If timing is everything, Tze Chun reaps a bonanza with his first feature, “Children of Invention,” an opportune tale of two Chinese-American tykes swept into the vortex of a perfect storm of foreclosures, joblessness and Ponzi schemes.
With subtle nods to Truffaut’s “The 400 Blows,” Chun puts you hauntingly inside the heads of kids too young to understand why they’ve lost their home, father and childhood to an economic system that rewards the crooks and punishes the innocent.
While their schoolmates frolic without a care, Raymond (10-year-old Michael Chen) and Tina (8-year-old Crystal Chiu) are forced to survive on a steady diet of Ramen noodles while their frazzled mother, Elaine (Cindy Cheung), a recent divorcee, naively chases get-rich-quick schemes.
Tze proves a master at depicting the children’s hunger, loneliness and frustration in a series of heartbreaking scenes in which they are left for hours in the back of Elaine’s car while she’s busily selling door-to-door cosmetic franchises to clients just as poor and gullible as her.
Not that “home” is any great shakes. Or at least what they call home, which is a model apartment inside a suburban Boston condominium complex that’s been mothballed by investors until the economy rebounds.
While they aren’t exactly squatters, they are living there surreptitiously courtesy of a friend who asks that they only keep the windows covered sufficiently enough to prevent anyone from seeing the light shining from within.
That metaphor of people on the fringe being cloaked is an effective one for Tze in his intent to satirize the Lou Dobbses of the world who would like nothing better than to see immigrants held in a self-imposed solitary confinement.

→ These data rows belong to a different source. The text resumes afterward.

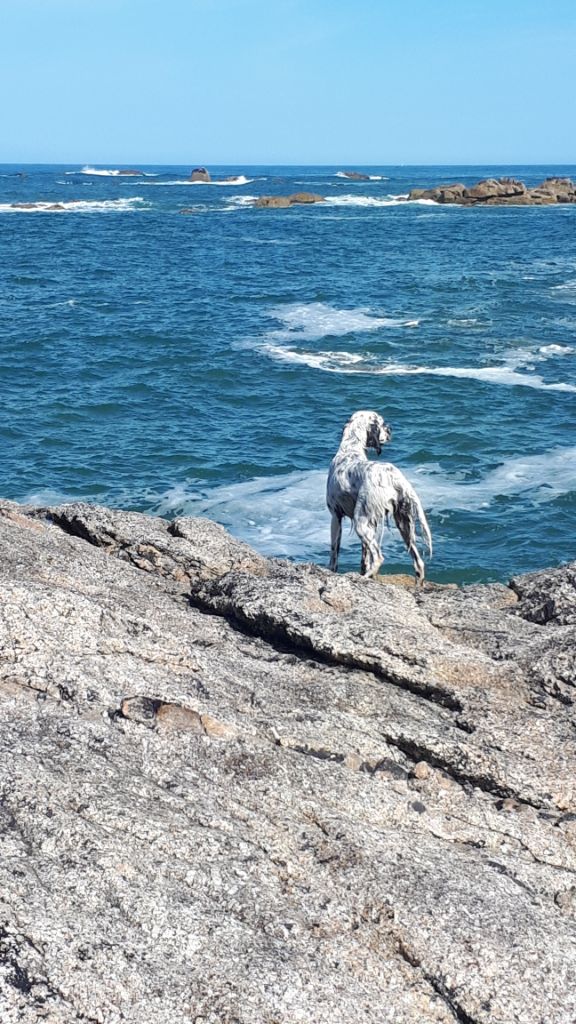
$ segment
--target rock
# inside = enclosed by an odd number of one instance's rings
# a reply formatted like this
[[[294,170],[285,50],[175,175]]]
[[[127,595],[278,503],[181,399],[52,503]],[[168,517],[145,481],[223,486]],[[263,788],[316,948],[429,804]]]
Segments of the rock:
[[[143,171],[134,171],[131,168],[122,168],[122,170],[118,171],[118,174],[124,174],[132,178],[140,177],[143,173]]]
[[[190,172],[190,181],[209,182],[212,181],[212,178],[210,177],[209,171],[207,171],[205,167],[195,167],[194,170]]]
[[[576,625],[576,562],[527,573],[510,581],[518,595],[518,615],[543,625]]]
[[[319,196],[316,192],[294,192],[293,195],[289,196],[291,203],[324,203],[324,196]]]
[[[285,209],[288,206],[323,202],[325,202],[324,196],[316,195],[314,192],[295,192],[291,196],[260,196],[258,199],[254,200],[252,205],[258,207],[275,207],[277,209]]]
[[[286,209],[286,207],[291,205],[292,203],[288,196],[260,196],[252,203],[252,206],[269,207],[272,209]]]
[[[360,171],[341,171],[341,178],[351,178],[352,181],[370,181],[369,174],[360,174]]]
[[[461,183],[430,189],[415,188],[409,193],[408,200],[416,199],[462,206],[545,206],[576,202],[576,185],[570,178],[546,178],[541,185],[527,188],[524,182],[515,178],[487,178],[470,188]]]
[[[168,523],[159,516],[121,512],[76,502],[37,509],[72,536],[103,547],[139,569],[179,583],[223,576],[232,569],[266,573],[268,561],[209,519],[185,516]]]
[[[485,181],[479,181],[477,185],[472,188],[464,189],[463,196],[465,199],[493,199],[493,198],[508,198],[510,196],[525,195],[527,192],[526,186],[521,181],[515,181],[514,178],[488,178]]]
[[[572,1020],[573,568],[0,502],[2,1020]]]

It seriously makes you question how life in the U.S. is any better for Elaine and her kids than it would be in Hong Kong, a communist-ruled city where her deadbeat husband fled to long ago for that very reason.
Even more intriguing is the way Tze juxtaposes Elaine’s plan to get rich by shuffling cash pyramid style through her unwitting investors (a la Goldman Sachs), to her son’s plan to finance, build, market and sell a neat little gadget that stirs noodles.
Raymond, of course, represents what the immigrant experience used to resemble back in the day, when some of our greatest inventions were conceived by people who fled to our shores from distant lands.